Il dispiegamento militare statunitense nel Mar dei Caraibi, ufficialmente motivato da operazioni antidroga, suggerisce obiettivi più ampi e strategici. La presenza della portaerei nucleare Gerald Ford, lunga 337 metri e larga 78 metri, rappresenta una dimostrazione di forza significativa. La nave, capace di trasportare fino a 90 caccia e droni oltre a 4.500 marines, è il fiore all’occhiello della marina militare statunitense. Questo colosso, costato 13 miliardi di dollari, si affianca a una decina di altre imbarcazioni, formando il più grande contingente militare americano attualmente dispiegato. La missione dichiarata mira a contrastare il traffico di droga con origine in Venezuela, dove sono state distrutte diverse imbarcazioni con a bordo oltre 70 individui. Tuttavia, la Casa Bianca non ha fornito prove concrete, limitandosi a mostrare video dei missili che colpiscono i bersagli.
Il dispiegamento di forze è spropositato rispetto alla natura dichiarata dell’operazione, sollevando dubbi sulle reali motivazioni. A Caracas, Nicolás Maduro parla di prove tecniche di invasione e mobilita esercito e milizia bolivariana. Funzionari del regime, come il potente ministro degli Interni Diosdado Cabello, evocano un possibile stato marziale con l’interruzione delle telecomunicazioni a livello nazionale. La tensione è alta, con il regime venezuelano pronto a difendere la rivoluzione contro un presunto attacco imperialista.
Un diplomatico statunitense ha spiegato che lo scenario di un’invasione non è realistico, data la mancanza di uomini necessari. Nei Caraibi sono disponibili tra 8.000 e 10.000 unità, mentre per invadere una nazione grande come il Venezuela ne servirebbero almeno 30.000. Tuttavia, le forze in campo non sembrano quelle di un’operazione antidroga, nonostante l’estensione dell’operazione.

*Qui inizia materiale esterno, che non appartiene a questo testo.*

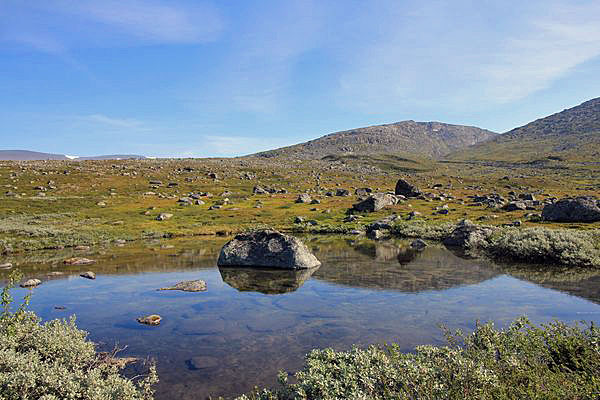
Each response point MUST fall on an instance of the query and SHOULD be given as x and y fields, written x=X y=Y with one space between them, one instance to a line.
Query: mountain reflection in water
x=210 y=343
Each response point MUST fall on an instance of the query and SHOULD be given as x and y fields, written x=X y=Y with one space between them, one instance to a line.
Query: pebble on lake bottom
x=153 y=320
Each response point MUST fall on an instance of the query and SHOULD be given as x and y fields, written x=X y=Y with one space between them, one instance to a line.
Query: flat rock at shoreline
x=188 y=286
x=78 y=261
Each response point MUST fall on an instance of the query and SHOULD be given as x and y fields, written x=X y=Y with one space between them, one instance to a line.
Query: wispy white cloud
x=114 y=122
x=225 y=145
x=453 y=56
x=56 y=26
x=554 y=44
x=265 y=48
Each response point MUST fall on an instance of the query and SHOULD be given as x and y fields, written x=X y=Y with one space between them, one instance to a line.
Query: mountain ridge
x=427 y=139
x=28 y=155
x=573 y=133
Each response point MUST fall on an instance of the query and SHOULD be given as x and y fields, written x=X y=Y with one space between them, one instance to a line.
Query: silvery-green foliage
x=54 y=360
x=561 y=246
x=554 y=361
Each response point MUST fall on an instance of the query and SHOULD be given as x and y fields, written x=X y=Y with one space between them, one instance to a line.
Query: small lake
x=250 y=324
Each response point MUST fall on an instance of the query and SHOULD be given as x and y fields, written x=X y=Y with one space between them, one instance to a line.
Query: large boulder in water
x=467 y=235
x=376 y=202
x=267 y=248
x=580 y=209
x=407 y=189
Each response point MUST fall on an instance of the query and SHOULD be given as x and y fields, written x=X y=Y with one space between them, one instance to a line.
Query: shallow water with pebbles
x=250 y=324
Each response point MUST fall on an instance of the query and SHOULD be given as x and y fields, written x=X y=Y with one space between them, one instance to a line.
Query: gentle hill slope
x=572 y=134
x=26 y=155
x=422 y=139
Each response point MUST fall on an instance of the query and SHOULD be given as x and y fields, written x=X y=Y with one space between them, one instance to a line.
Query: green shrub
x=53 y=360
x=555 y=361
x=538 y=245
x=422 y=229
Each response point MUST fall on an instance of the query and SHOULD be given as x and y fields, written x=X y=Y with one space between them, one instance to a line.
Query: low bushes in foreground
x=54 y=360
x=567 y=247
x=554 y=361
x=539 y=245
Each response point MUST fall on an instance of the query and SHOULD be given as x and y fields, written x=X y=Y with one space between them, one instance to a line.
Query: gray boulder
x=515 y=206
x=407 y=189
x=267 y=248
x=304 y=198
x=580 y=209
x=467 y=235
x=375 y=202
x=418 y=244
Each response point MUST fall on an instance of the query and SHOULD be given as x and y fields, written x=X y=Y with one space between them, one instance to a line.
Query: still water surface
x=250 y=324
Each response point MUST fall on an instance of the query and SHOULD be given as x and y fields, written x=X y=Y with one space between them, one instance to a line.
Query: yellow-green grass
x=69 y=215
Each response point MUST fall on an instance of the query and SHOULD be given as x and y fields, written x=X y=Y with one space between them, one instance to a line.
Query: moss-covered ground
x=50 y=204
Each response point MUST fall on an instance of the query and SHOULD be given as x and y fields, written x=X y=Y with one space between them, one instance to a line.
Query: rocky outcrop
x=267 y=248
x=375 y=202
x=406 y=189
x=188 y=286
x=580 y=209
x=304 y=198
x=467 y=235
x=152 y=320
x=31 y=283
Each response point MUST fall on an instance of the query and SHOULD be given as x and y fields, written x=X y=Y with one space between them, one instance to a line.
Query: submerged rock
x=153 y=320
x=31 y=283
x=265 y=280
x=580 y=209
x=267 y=248
x=304 y=198
x=201 y=362
x=188 y=286
x=375 y=202
x=407 y=189
x=88 y=275
x=467 y=235
x=418 y=244
x=78 y=261
x=164 y=216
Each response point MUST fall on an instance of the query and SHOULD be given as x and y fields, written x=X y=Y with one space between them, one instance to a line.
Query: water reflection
x=364 y=292
x=265 y=280
x=396 y=266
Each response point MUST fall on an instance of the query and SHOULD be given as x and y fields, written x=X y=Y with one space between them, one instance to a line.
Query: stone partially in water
x=164 y=216
x=188 y=286
x=153 y=320
x=467 y=235
x=201 y=362
x=418 y=244
x=375 y=202
x=31 y=283
x=78 y=261
x=88 y=275
x=264 y=280
x=267 y=248
x=580 y=209
x=406 y=189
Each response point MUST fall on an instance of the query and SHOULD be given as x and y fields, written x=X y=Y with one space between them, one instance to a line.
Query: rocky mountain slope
x=425 y=139
x=572 y=134
x=26 y=155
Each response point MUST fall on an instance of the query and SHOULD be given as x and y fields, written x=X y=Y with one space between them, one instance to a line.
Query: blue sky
x=194 y=78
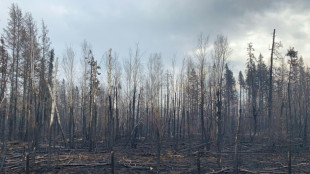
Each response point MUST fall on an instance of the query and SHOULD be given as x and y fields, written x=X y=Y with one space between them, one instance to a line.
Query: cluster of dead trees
x=139 y=98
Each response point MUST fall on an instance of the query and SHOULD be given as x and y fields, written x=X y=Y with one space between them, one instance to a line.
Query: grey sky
x=170 y=27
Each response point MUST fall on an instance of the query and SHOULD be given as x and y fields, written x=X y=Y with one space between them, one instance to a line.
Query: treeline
x=139 y=98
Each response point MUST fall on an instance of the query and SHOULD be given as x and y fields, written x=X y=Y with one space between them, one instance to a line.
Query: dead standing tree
x=53 y=94
x=68 y=67
x=93 y=85
x=221 y=53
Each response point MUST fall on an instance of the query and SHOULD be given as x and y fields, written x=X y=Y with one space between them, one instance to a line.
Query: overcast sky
x=170 y=27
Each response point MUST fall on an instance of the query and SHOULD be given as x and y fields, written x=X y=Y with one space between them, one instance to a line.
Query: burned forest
x=76 y=111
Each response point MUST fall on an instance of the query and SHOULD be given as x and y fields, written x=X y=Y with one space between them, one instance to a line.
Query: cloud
x=171 y=27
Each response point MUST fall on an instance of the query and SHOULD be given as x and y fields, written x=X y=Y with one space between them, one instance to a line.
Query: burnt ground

Un mese fa, l’ex presidente Trump ha parlato di simulazioni della CIA su possibili operazioni in territorio venezuelano, una dichiarazione insolita che ha suscitato ulteriori interrogativi. Analizzando i numeri del traffico di droga verso gli USA, è chiaro che il Venezuela non è il principale responsabile, contribuendo meno del 5% della cocaina e praticamente nessun carico di droghe sintetiche come il fentanyl.
L’ipotesi di un cambio di regime a Caracas è sul tavolo. Trump considera Maduro un fiancheggiatore dei cartelli della droga e un elemento destabilizzatore degli interessi statunitensi in America Latina. La pressione migratoria, con un quarto della popolazione venezuelana che ha lasciato il Paese negli ultimi dieci anni, è un altro fattore cruciale. La questione dei diritti democratici è altrettanto importante, con Maduro accusato di aver imbrogliato le elezioni e di non rispettare la volontà del popolo venezuelano.
L’operazione antidroga nel Mar dei Caraibi potrebbe essere un banco di prova per esportare questo modello in altre zone. Le navi statunitensi hanno già attaccato imbarcazioni nell’Oceano Pacifico, a circa 400 miglia marittime dalla costa messicana di Acapulco. La stragrande maggioranza della cocaina prodotta in Colombia, diretta verso gli USA, passa via Pacifico. Le droghe sintetiche, prodotte principalmente in Messico, potrebbero essere bloccate esportando il modello operativo testato al largo del Venezuela.
La guerra a Caracas sembra correre sul filo della pressione psicologica, mostrando i muscoli per intimorire il regime e cercando di spezzare la fedeltà della casta militare a Maduro. Le speculazioni sui possibili piani di fuga del presidente e le offerte di mediazione da parte di vari paesi aggiungono ulteriore complessità alla situazione. Gli alleati di Maduro, come Cina, Russia e Iran, osservano con attenzione gli sviluppi, mentre in Sudamerica cresce la preoccupazione, soprattutto tra i governi non apertamente ostili al governo venezuelano.
Il chavismo governa da 26 anni, e la fine di un regime non è mai semplice. Ogni movimento interno o esterno va analizzato con cautela. Gli Stati Uniti potrebbero decidere di bombardare presunte basi di narcotrafficanti in territorio venezuelano. La difesa anti-area di Caracas non è in grado di rispondere ai missili Tomahawk con gittata di 1.600 chilometri. Tuttavia, se Maduro decidesse di resistere a oltranza, non resterebbe che la strada dell’invasione terrestre, uno scenario che il Congresso americano non approverebbe e che potrebbe rivelarsi molto pericoloso per un presidente che ha promesso di far cessare le guerre nel mondo e far tornare a casa i propri soldati.
La partita di nervi e complotti potrebbe proseguire per molto tempo ancora, considerando l’imprevedibilità di Trump e la tenacia di Maduro.